Transactions example:
ID userId amount currency, otherData
Transaction(12345, 54321, 180, USD, ...)
Transaction(12346, 54321, -50, USD, ...)
Transaction(12347, 54321, 20, USD, ...)
Those 3 from above would mean the User has 150 USD on his balance.
Concurrent access:
Now, imagine there are 2 or more instances of such application. Imagine, the User has a balance of 100 USD and bought two items worth of 100 USD at the same time. Request for such a purchase goes to two different instances, which both read all Transactions from DB and reduce them into currentBalance. In both replicas, at the same time balance equals to 100 USD. Both services allow purchase and add new Transaction Transaction(12345, 54321, -100, USD, ...) which decreases the balance by 100.
If there are two, contradictory Transactions inserted into the DB, the balance is incorrect: -100 USD.
Question:
How should I deal with such a situation?
I know that usually optimistic or pessimistic concurrency control is used. So here are my doubts about both:
Optimistic concurrency
It's about keeping the version of the resource and comparing it before the actual update, like a CAS operation. Since Transactions are a form of events - immutable entities - there is no resource which version I could grasp. I do not update anything. I only insert new changes to the balance, which has to be consistent with all other existing Transactions.
Pessimistic concurrency
It's about locking the table/page/row for modification, in case they more often happen in the system. Yeah, ok.. blocking a table/page for each insert is off the table I think (scalability and high load concerns). And locking rows - well, which rows do I lock? Again, I do not modify anything in the DB state.
Open ideas
My feeling is, that this kind of problem has to be solved on the application code level. Some, yet vague ideas that come to my mind now:
- Distributed cache, which holds "lock of given User", so that only one Transaction can be processed at a time (purchase, deposit, withdrawal, refund, anything).
- Each Transaction has having field such as
previousTransactionId- pointer to the last committed Transaction and some kind of unique index on this field (exactly one Transaction can point to exactly one Transaction in the past, first Transaction ever havingnullvalue). This way I'd get constraint violation error trying to insert a duplicate. - Asynchronous processing with queueing system, and having a topic-per-user: exactly one instance processing Transactions for given User one-by-one. Nice try, but unfortunatelly I need to be synchronous with the purchase in order to reply to 3rd party system.
One thing to note is that typically there's a per-entity offset (a monotonically increasing number, e.g.
Account|12345|6789could be the 6789th event for account #12345) associated with each event. Thus, assuming the DB in which you're storing events supports it, you can get optimistic concurrency control by remembering the highest offset seen when reconstructing the state of that entity and conditioning the insertion of events on there not being events for account #12345 with offsets greater than 6789.There are datastores which support the idea of "fencing": only one instance is allowed to publish events to a particular stream, which is another way to optimistic concurrency control.
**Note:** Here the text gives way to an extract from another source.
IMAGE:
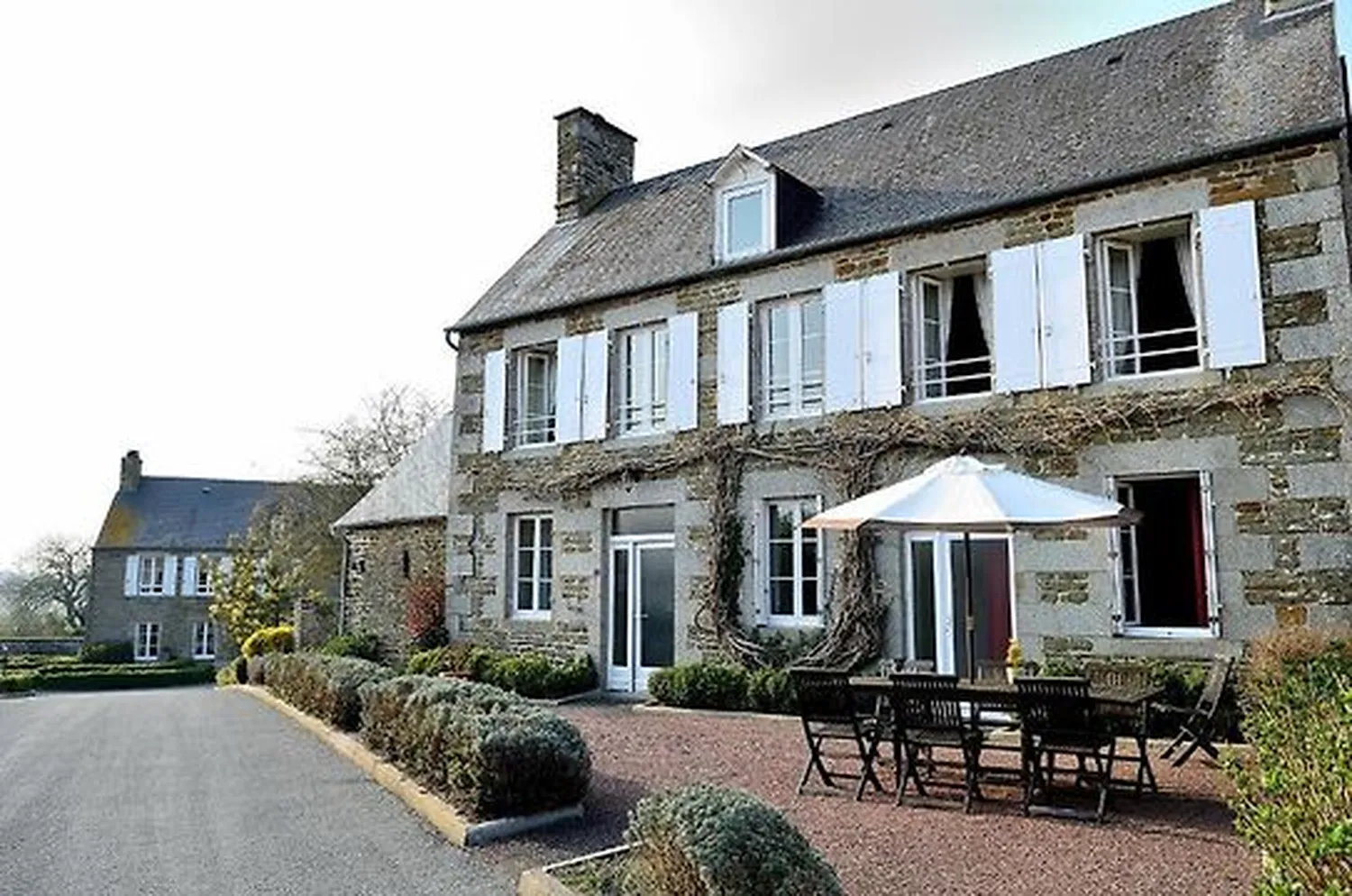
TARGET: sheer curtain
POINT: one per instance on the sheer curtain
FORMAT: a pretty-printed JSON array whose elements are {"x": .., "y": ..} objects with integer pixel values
[{"x": 1187, "y": 270}]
There are approaches which move pessimistic concurrency control into the application/framework/toolkit code. Akka/Akka.Net (disclaimer: I am employed by Lightbend, which maintains and sells commercial support for one of those two projects) has cluster sharding, which allows multiple instances of an application to coordinate ownership of entities between themselves. For example instance A might have account 12345 and instance B might have account 23456. If instance B receives a request for account 12345, it (massively simplifying) effectively forwards the request to instance A which enforces that only request for account 12345 is being processed at a time. This approach can in some way be thought of as a combination of 1 (of note: this distributed cache is not only providing concurrency control, but actually caching the application state (e.g. the account balance and any other data useful for deciding if a transaction can be accepted) too) and 3 (even though it's presenting a synchronous API to the outside world).
Additionally, it is often possible to design the events such that they form a conflict-free replicated data type (CRDT) which effectively allows forks in the event log as long as there's a guarantee that they can be reconciled. One could squint and perhaps see bank accounts allowing overdrafts (where the reconciliation is allowing a negative balance and charging a substantial fee) as an example of a CRDT.